С тем и ушла вдова Батлер; речи соседа, хоть и непонятные, наполнили ее неизъяснимым страхом за внука и сильно омрачили радость свидания с ним. Справедливость требует отметить, что Батлер в разговоре с соседом постарался блеснуть ученостью более, чем требовал случай, а это не могло быть по нраву старику, который привык рассуждать о спорных богословских проблемах как признанный знаток и был несколько уязвлен, когда против него были двинуты ученые авторитеты. Учение, по правде сказать, сделало Батлера несколько педантом, и ему случалось выставлять свою ученость напоказ без особой к тому надобности.
Джини Динс, однако, не нашла в этом ничего дурного, а, напротив, пришла в восхищение; не по той ли причине, по какой слабый пол восхищается отвагою, то есть тем именно качеством, которого недостает им самим? Соседство доставляло молодым людям случай часто видеться. Прежняя их близость возобновилась, но теперь в основе ее лежала не дружба, а иное чувство, более свойственное их возрасту; между ними было решено, что они поженятся, как только Батлер получит хоть самую скромную, но постоянную должность. Этого, однако, нельзя было ожидать в ближайшем будущем. Много было передумано, и все планы отвергнуты. Круглые щечки Джини утратили свежесть первой молодости, на чело Рубена легла печать зрелости, а надежды на брак все еще казались отдаленными. К счастью для влюбленных, чувство их не было пламенной страстью; сознание долга, сильное в них обоих, помогало им терпеливо сносить бесконечные задержки.
Время между тем несло с собой обычные перемены. Вдова Стивена Батлера, так долго возглавлявшая семью в «Вирсавии», отошла в лучший мир; Ребекка, хлопотливая супруга нашего приятеля Дэвида Динса, также скончалась, так и не увидев свершения своих брачных планов. Наутро после ее кончины Рубен Батлер отправился выразить соболезнование своему старому другу и благодетелю.
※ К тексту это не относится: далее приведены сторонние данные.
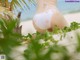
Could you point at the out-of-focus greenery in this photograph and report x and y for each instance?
(9, 38)
(45, 47)
(40, 46)
(11, 4)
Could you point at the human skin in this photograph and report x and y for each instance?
(56, 18)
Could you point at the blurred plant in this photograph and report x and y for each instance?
(40, 46)
(9, 36)
(43, 46)
(10, 5)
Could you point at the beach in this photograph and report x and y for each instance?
(27, 26)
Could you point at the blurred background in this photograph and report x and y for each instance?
(64, 7)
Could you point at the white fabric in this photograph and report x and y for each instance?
(43, 20)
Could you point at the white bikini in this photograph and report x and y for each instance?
(43, 20)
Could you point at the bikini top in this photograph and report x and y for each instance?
(43, 20)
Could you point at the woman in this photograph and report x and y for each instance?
(48, 16)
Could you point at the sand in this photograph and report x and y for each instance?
(27, 26)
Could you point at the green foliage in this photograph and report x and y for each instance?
(8, 37)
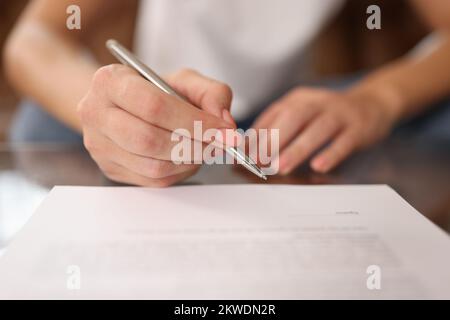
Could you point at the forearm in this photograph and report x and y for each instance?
(50, 69)
(411, 84)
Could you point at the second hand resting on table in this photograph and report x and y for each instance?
(127, 124)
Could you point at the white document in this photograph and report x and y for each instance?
(227, 242)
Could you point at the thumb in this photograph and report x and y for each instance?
(205, 93)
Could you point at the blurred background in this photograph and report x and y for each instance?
(342, 47)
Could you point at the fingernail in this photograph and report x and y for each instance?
(228, 137)
(284, 166)
(319, 164)
(226, 115)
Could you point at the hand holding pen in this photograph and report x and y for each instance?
(127, 122)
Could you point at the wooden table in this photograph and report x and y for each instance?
(418, 172)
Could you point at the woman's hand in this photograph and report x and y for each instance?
(127, 122)
(309, 119)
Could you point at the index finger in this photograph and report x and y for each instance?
(129, 91)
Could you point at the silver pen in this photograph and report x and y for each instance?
(127, 58)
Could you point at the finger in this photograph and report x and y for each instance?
(267, 117)
(126, 89)
(316, 134)
(341, 148)
(117, 173)
(299, 96)
(138, 137)
(205, 93)
(106, 150)
(292, 121)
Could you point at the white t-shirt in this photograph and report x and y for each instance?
(255, 46)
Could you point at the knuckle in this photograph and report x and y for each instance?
(88, 143)
(163, 183)
(157, 170)
(109, 170)
(147, 143)
(154, 106)
(185, 72)
(103, 74)
(224, 90)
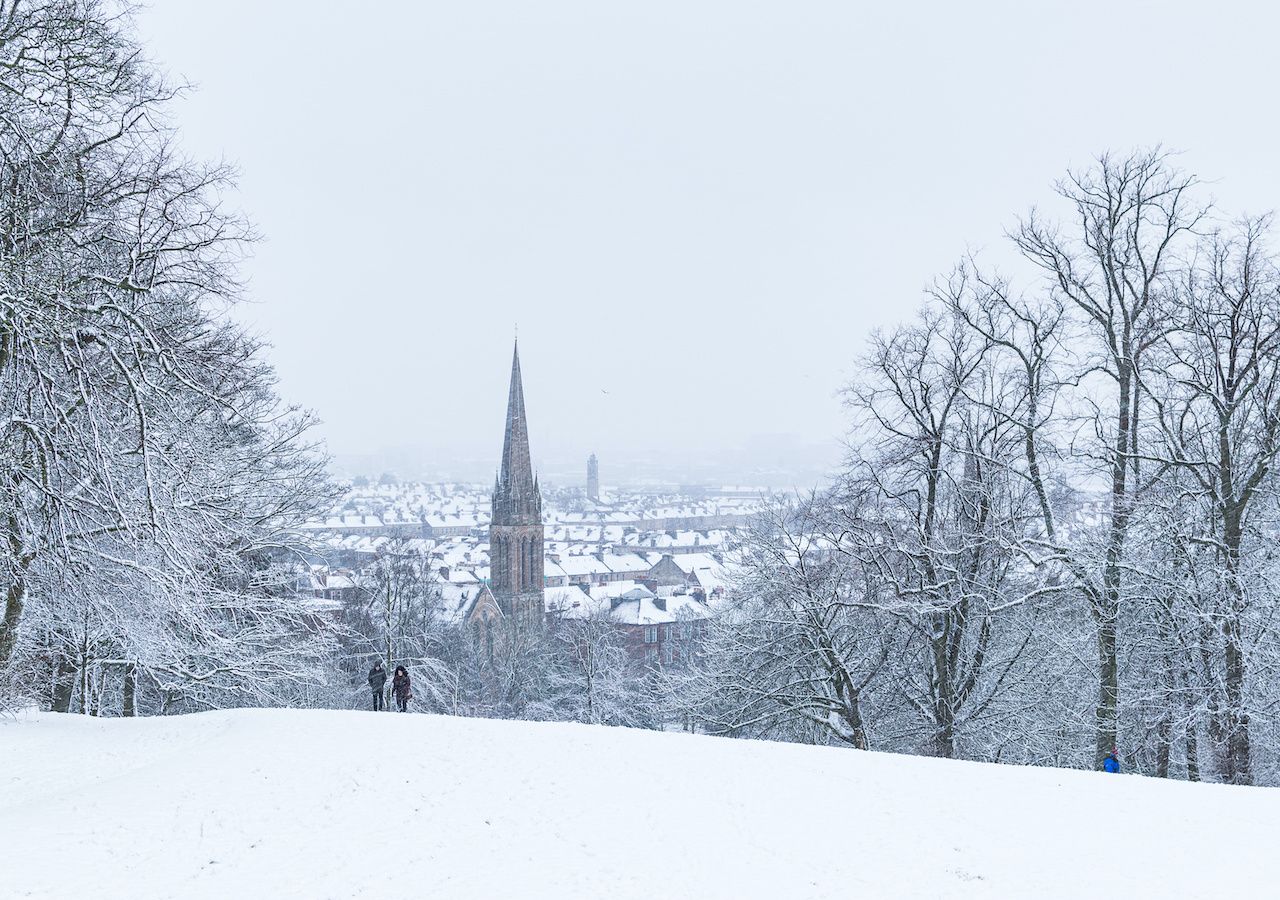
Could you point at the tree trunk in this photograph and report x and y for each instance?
(128, 706)
(64, 685)
(1164, 740)
(14, 602)
(1105, 715)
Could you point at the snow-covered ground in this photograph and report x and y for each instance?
(347, 804)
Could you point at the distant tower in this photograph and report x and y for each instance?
(593, 479)
(516, 528)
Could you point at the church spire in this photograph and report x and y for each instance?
(516, 493)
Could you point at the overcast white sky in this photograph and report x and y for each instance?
(695, 211)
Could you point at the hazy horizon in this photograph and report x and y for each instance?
(694, 215)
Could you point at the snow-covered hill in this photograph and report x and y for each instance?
(346, 804)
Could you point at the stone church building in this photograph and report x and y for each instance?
(516, 592)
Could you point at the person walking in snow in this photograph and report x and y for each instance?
(376, 679)
(401, 688)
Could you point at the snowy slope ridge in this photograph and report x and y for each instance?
(347, 804)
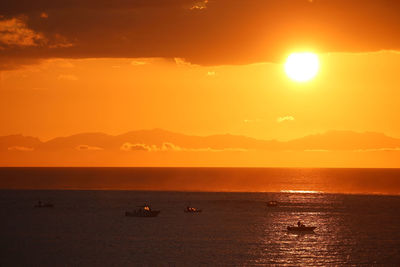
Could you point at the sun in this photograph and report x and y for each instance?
(302, 67)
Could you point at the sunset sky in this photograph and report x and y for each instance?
(198, 67)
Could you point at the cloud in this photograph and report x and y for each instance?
(211, 73)
(44, 15)
(199, 5)
(67, 77)
(14, 32)
(137, 147)
(139, 62)
(384, 149)
(170, 147)
(181, 62)
(224, 32)
(88, 148)
(21, 148)
(285, 118)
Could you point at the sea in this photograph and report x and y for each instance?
(88, 227)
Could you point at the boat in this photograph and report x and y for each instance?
(40, 204)
(301, 228)
(143, 211)
(191, 210)
(272, 203)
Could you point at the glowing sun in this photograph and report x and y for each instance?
(302, 67)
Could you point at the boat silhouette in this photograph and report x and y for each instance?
(143, 211)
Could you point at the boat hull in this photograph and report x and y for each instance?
(192, 211)
(301, 228)
(44, 206)
(152, 213)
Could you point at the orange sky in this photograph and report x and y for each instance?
(61, 97)
(198, 67)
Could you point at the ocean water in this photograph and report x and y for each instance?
(88, 228)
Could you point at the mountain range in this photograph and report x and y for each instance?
(99, 149)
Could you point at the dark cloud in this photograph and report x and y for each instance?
(220, 32)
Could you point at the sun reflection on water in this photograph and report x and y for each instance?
(310, 248)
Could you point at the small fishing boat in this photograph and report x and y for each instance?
(191, 210)
(40, 204)
(272, 203)
(143, 211)
(301, 228)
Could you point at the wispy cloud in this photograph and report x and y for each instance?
(21, 148)
(285, 118)
(137, 147)
(14, 32)
(199, 5)
(67, 77)
(170, 147)
(88, 148)
(44, 15)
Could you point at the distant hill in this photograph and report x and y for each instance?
(157, 138)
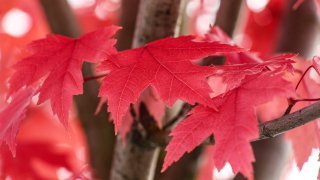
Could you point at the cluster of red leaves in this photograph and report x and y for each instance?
(166, 65)
(156, 74)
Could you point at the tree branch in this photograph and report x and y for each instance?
(137, 159)
(285, 123)
(98, 131)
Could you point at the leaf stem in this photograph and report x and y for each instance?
(305, 72)
(94, 77)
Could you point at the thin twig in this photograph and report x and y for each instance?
(278, 126)
(305, 72)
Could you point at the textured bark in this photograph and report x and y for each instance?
(98, 131)
(278, 126)
(137, 159)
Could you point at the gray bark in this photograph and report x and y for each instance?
(137, 158)
(98, 130)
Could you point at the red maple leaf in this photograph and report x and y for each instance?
(11, 116)
(233, 126)
(59, 60)
(164, 64)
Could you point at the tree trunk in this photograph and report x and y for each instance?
(136, 159)
(98, 130)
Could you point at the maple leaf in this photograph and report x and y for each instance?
(11, 116)
(59, 60)
(164, 64)
(153, 103)
(233, 126)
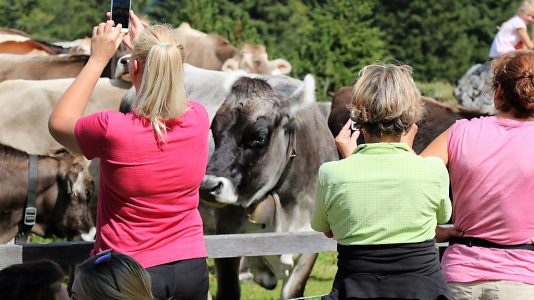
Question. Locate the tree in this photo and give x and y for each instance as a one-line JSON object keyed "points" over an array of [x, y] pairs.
{"points": [[441, 39]]}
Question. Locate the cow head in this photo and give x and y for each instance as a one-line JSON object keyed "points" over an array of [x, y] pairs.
{"points": [[254, 59], [253, 131], [68, 215]]}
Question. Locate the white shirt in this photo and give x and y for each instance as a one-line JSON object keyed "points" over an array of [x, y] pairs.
{"points": [[507, 38]]}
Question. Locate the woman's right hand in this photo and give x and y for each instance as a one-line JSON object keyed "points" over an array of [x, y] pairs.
{"points": [[136, 26], [444, 234], [105, 41], [346, 142]]}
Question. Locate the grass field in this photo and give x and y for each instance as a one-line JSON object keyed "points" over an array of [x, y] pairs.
{"points": [[319, 283]]}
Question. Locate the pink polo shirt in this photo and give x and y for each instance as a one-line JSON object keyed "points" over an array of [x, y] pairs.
{"points": [[148, 194], [492, 177]]}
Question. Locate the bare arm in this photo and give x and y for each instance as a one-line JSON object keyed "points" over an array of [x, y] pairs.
{"points": [[527, 42], [71, 105], [439, 147]]}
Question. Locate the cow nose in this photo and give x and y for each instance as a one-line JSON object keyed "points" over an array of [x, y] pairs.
{"points": [[219, 189], [124, 61]]}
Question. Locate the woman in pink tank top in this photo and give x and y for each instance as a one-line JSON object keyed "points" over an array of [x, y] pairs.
{"points": [[490, 253]]}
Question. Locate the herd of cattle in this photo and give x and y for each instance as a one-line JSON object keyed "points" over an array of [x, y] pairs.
{"points": [[268, 138]]}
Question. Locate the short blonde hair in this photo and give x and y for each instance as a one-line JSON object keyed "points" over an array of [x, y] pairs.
{"points": [[161, 95], [385, 99]]}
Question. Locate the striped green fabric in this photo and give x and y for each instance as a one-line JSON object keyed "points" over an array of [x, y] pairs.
{"points": [[382, 194]]}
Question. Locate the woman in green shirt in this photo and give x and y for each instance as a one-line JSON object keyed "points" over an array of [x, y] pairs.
{"points": [[382, 202]]}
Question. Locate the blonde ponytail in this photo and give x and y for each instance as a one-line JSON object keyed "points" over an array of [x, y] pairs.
{"points": [[161, 95]]}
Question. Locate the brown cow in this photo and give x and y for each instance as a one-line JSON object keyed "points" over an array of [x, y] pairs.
{"points": [[438, 117], [14, 66], [63, 190], [18, 42], [254, 59], [207, 51]]}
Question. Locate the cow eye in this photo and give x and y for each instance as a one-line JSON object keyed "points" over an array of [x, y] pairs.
{"points": [[256, 135], [258, 140]]}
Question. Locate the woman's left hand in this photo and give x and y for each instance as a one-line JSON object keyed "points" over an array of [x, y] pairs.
{"points": [[105, 41], [346, 141]]}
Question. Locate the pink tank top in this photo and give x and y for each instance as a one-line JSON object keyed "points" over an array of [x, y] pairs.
{"points": [[492, 175]]}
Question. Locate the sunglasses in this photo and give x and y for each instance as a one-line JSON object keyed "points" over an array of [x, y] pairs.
{"points": [[102, 258]]}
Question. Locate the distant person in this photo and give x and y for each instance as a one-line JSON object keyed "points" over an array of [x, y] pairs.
{"points": [[382, 202], [35, 280], [513, 34], [492, 179], [152, 160], [111, 275]]}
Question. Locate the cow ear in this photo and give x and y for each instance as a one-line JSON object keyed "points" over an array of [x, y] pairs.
{"points": [[230, 65], [64, 165], [303, 97], [279, 66]]}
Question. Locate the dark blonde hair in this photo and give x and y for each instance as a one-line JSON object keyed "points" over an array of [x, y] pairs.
{"points": [[117, 278], [513, 73], [161, 95], [30, 280], [385, 100]]}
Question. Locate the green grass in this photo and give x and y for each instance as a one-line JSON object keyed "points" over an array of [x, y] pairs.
{"points": [[319, 283]]}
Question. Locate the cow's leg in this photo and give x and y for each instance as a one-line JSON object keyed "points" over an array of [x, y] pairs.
{"points": [[228, 220], [296, 282]]}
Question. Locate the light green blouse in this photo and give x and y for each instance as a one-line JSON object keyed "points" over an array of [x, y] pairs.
{"points": [[382, 194]]}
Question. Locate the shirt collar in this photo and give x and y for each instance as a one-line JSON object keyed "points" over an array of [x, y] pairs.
{"points": [[381, 148]]}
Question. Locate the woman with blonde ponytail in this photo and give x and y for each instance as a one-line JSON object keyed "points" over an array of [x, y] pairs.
{"points": [[152, 159]]}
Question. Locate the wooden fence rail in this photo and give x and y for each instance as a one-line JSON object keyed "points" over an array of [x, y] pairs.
{"points": [[218, 246]]}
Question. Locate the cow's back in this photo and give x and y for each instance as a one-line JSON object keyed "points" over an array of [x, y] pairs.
{"points": [[27, 105]]}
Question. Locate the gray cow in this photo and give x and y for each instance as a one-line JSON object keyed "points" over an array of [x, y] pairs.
{"points": [[270, 139], [283, 107]]}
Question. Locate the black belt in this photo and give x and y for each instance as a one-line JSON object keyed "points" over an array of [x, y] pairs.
{"points": [[477, 242]]}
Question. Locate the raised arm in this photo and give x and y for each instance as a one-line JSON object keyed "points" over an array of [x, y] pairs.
{"points": [[71, 106], [439, 147]]}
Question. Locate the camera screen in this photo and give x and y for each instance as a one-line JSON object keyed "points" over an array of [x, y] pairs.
{"points": [[120, 12]]}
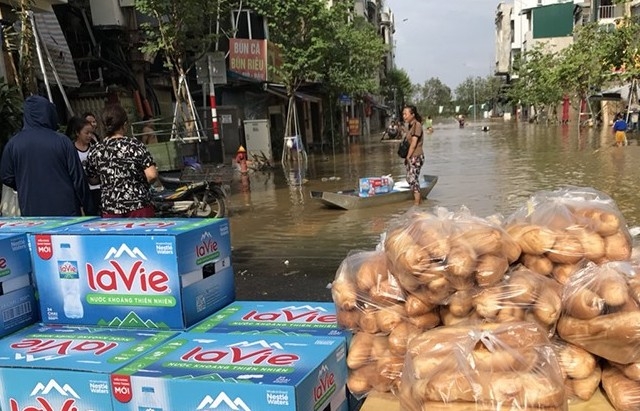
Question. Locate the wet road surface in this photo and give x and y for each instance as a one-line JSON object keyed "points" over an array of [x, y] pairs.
{"points": [[287, 246]]}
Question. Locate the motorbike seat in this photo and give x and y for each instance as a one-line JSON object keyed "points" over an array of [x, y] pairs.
{"points": [[170, 180]]}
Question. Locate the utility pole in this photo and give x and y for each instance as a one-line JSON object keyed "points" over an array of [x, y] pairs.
{"points": [[474, 99]]}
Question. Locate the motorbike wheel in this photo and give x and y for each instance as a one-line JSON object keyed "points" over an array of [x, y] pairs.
{"points": [[213, 204]]}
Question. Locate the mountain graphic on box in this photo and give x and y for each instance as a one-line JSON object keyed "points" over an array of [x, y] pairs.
{"points": [[270, 332], [132, 320], [214, 377]]}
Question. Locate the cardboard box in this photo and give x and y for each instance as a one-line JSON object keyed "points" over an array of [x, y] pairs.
{"points": [[134, 273], [295, 318], [18, 307], [65, 368], [375, 185], [196, 371], [30, 225]]}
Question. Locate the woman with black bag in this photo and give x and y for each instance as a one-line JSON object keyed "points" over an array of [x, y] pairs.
{"points": [[415, 156]]}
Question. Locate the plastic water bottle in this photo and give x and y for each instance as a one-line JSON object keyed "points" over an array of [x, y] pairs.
{"points": [[148, 401], [70, 281]]}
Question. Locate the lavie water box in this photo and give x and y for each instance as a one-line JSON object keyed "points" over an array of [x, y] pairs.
{"points": [[30, 225], [274, 317], [67, 369], [216, 372], [134, 273], [18, 307]]}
Тут он оказался свидетелем борьбы между земной привязанностью и религиозным стоицизмом, который вдовец считал для себя обязательным во всех ниспосылаемых ему горестях или радостях.
Когда Батлер вошел к Динсам, заплаканная Джини указала ему на садик, откуда – горестно прошептала она – «бедный отец так и не выходил после своего несчастья». Батлер, несколько встревоженный, вышел в сад и подошел к своему старому другу, который сидел в маленькой беседке и казался погруженным в глубокую скорбь. Он сурово взглянул на Батлера, словно негодуя на вторжение, но, увидя, что молодой человек в нерешимости остановился, он встал и двинулся ему навстречу с большим самообладанием и достоинством.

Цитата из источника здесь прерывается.